Insurers Concerned About Baucus Bill’s “Workability, Costs”

Insurers were quick to assail yesterday’s Senate Finance Committee passage of the America's Healthy Future Act (by a margin of 14-9) for its potential to cost the health care industry, insurers and consumers.

Though Senate Finance Committee Chairman Max Baucus (D.-Mont.) maintained the bill was crafted to have bipartisan appeal, the only Republican to vote in favor of it was Sen. Olympia Snowe (R-Maine). "My vote today is my vote today,” Snow said. “It doesn't forecast what my vote will be tomorrow."

Upon passage of the bill, American Health Insurance Plans’ President and CEO Karen Ignagni issued a statement saying that while the industry agreed with the objective of the current proposal, it is concerned about its workability and cost.

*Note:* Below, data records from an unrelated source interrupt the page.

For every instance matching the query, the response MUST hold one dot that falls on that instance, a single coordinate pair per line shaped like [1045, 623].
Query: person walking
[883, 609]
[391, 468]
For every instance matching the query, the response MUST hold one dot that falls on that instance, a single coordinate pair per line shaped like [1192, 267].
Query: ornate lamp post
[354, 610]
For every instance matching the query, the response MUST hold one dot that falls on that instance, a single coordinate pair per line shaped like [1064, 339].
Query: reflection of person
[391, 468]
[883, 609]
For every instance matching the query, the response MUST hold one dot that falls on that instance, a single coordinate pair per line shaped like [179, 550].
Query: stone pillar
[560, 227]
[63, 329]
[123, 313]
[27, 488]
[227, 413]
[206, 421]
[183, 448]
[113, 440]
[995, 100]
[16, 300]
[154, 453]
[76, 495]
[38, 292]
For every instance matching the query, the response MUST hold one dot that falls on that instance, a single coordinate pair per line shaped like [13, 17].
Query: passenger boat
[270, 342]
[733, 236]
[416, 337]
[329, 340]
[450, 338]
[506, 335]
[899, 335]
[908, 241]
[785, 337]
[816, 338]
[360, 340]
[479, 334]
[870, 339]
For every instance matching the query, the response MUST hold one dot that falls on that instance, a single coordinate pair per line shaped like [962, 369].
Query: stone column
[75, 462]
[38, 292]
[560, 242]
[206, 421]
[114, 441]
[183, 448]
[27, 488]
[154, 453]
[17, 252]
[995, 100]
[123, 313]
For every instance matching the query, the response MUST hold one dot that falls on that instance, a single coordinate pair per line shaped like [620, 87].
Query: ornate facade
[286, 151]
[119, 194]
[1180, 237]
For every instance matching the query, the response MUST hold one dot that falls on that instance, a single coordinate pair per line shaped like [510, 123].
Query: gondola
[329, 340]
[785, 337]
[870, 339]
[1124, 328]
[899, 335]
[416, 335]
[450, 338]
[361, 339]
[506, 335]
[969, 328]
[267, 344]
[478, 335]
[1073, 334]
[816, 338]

“The bill imposes hundreds of billions of dollars in new health care taxes and provides an incentive for people to wait until they are sick to purchase coverage,” she said. “A recent analysis by PricewaterhouseCoopers found that these provisions will cause health care costs to increase far faster and higher than they would under the current system. We believe these issues can and should be addressed.”

The Price WaterhouseCoopers (PWC) report was the focus of much attention in the greater press earlier this week. Sparks flew when AHIP released the commissioned report on the eve of the vote that maintained costs would skyrocket for insurers over the course of several years. Yet opponents of the study pointed to certain flaws, calling it “incomplete.”

As the report came under fire, PricewaterhouseCoopers distanced itself somewhat from it, notes the Washington Post. The firm told the Post Monday that AHIP had instructed it to focus on only some features of the bill, while not taking into account other major features such as the effect of subsidies for those buying insurance.

"America's Health Insurance Plans engaged PricewaterhouseCoopers to prepare a report that focused on four components of the Senate Finance Committee proposal," PWC said in a statement. "As the report itself acknowledges, other provisions that are part of health reform proposals were not included in the PwC analysis."

Ignagni openly chastised the association’s detractors, stating that there was a "major effort to discredit and silence" the industry and its allies. "That's just wrong in a democracy," she said.

She also further backed the PWC report, stating that other analyses will reach similar conclusions.
Meanwhile, the bill still needs to be reconciled with a more expansive bill that passed Senate Health, Education, Labor and Pensions (HELP) Committee. The HELP bill contains a public option, while the Baucus Bill does not. Several backers of the Baucus bill, such as Snowe and Sen. Blanche Lincoln (D. –Ark.) indicated that their future support of the legislation was conditional upon it remaining close to the version that left the committee.

If a completed Senate bill passes the Senate, it would also have to be melded with a version of the bill emerging from the House.

When asked about the vote, President Obama was laudatory, but acknowledged the bill has long way to go before becoming law.

“I think they've done excellent work,” Obama said yesterday. “And I think not only Chairman Baucus and others, but in particular Senator Snowe has been extraordinarily diligent in working together so that we can reduce cost of health care, make sure that people who don't have it are covered, make sure that people who do have insurance have more security and stability, and that over the long run we're saving families, businesses, and our government money.”

Ignagni, meanwhile, maintains that AHIP will support a “health plan that will continue to work toward comprehensive, bipartisan health care reform that covers all Americans, improves quality, and makes coverage more affordable.”